Department of Anaesthesia and Critical Care, Tata Main Hospital, Jamshedpur.
Department of Anaesthesia and Intensive Care.
J Neurosurg Anesthesiol. 2020 Jul;32(3):242-248. doi: 10.1097/ANA.0000000000000583.
In the evolving research into cervical spine mechanics during airway intervention, new devices are being constantly added to the armamentarium of anesthesiologists. In this study we compared cervical spine movement during orotracheal intubation using an intubating laryngeal mask airway (LMA Fastrach) assisted flexible bronchoscope or video laryngoscope.
In total, 40 consenting patients without history of abnormalities of cervical spine and planned for elective neuroradiologic interventions in the angiography suite were enrolled in this randomized crossover trial. Every patient was subjected to LMA Fastrach-guided flexible bronchoscopic as well as video laryngoscopy guided intubation. Cervical spine motion at the occipital bone, C1-C5 vertebrae, the occiput-C1, C1-C2, C2-C3 and C4-C5 junctions was investigated using continuous fluoroscopy during intubation. The primary outcome of the study was combined craniocervical motion from occiput to C5 between the 2 intubation techniques.
There was less (62%) combined craniocervical movement from occiput to C5 during the LMA Fastrach-flexible bronchoscopy-guided technique as compared with video laryngoscopy-guided intubation (17.55±14.23 vs. 28.95±11.58 degrees, respectively; P<0.001).
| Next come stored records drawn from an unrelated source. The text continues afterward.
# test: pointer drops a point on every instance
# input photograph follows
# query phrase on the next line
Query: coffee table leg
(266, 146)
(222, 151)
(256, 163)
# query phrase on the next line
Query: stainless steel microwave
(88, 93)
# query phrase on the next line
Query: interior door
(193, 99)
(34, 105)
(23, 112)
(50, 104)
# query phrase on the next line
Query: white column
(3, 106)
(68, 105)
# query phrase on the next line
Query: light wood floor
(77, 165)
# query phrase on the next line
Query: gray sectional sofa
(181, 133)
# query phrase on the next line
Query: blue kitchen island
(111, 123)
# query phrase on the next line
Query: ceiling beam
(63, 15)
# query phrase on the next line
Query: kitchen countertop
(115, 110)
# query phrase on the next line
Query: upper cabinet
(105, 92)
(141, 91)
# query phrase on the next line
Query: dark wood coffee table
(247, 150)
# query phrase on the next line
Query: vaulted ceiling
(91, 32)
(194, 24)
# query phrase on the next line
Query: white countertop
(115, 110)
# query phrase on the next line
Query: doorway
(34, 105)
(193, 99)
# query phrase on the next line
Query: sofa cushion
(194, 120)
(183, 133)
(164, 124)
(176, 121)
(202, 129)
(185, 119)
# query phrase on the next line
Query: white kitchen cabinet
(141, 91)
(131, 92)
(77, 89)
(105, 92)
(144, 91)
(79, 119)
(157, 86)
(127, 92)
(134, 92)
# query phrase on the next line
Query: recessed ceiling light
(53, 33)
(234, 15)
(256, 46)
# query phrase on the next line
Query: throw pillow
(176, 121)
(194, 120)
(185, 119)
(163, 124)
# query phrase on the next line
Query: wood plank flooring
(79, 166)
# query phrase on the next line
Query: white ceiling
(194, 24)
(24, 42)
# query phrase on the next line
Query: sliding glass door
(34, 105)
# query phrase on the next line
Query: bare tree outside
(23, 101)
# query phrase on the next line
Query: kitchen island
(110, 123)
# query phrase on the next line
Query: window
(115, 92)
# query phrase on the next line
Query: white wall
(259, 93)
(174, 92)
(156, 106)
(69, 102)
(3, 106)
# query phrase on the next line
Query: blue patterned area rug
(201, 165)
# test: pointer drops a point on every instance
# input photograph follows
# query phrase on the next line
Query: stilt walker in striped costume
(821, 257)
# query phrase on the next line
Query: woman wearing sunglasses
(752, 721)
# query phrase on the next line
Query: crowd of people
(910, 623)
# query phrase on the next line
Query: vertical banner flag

The LMA Fastrach flexible bronchoscopy-guided technique also produced significantly less movement as compared to the video laryngoscope at the occiput-C1 (9.75±8.59 vs. 15.00±10.48 degrees; P=0.000) and C1-C2 level (3.95±7.51 vs. 7.53±9.1 degrees; P=0.003).
There was significantly less movement in the craniocervical and upper cervical spine during LMA Fastrach assisted flexible bronchoscopic intubation compared to video laryngoscopic intubation.
在不断发展的气道介入颈椎力学研究中,麻醉医师的武器库中不断加入新的设备。在这项研究中,我们比较了使用插管型喉罩气道(Fastrach LMA)辅助柔性支气管镜或视频喉镜进行经口气管插管时颈椎的运动。
共有 40 名无颈椎异常病史并计划在血管造影室进行神经放射学干预的患者参与了这项随机交叉试验。每位患者均接受了 Fastrach LMA 引导下的柔性支气管镜检查和视频喉镜引导下的插管。在插管过程中使用连续透视法研究枕骨、C1-C5 椎体、枕骨-C1、C1-C2、C2-C3 和 C4-C5 交界处颈椎运动。该研究的主要结果是两种插管技术之间从枕骨到 C5 的颈椎运动。
Fastrach 柔性支气管镜引导技术的颈椎运动幅度(从枕骨至 C5)较视频喉镜引导插管明显减少(62%,分别为 17.55±14.23°和 28.95±11.58°,P<0.001)。Fastrach 柔性支气管镜引导技术与视频喉镜相比,在枕骨-C1(9.75±8.59°和 15.00±10.48°,P=0.000)和 C1-C2 水平(3.95±7.51°和 7.53±9.1°,P=0.003)的运动幅度也明显减小。
Fastrach 辅助柔性支气管镜插管时颈椎和上颈椎运动明显减少。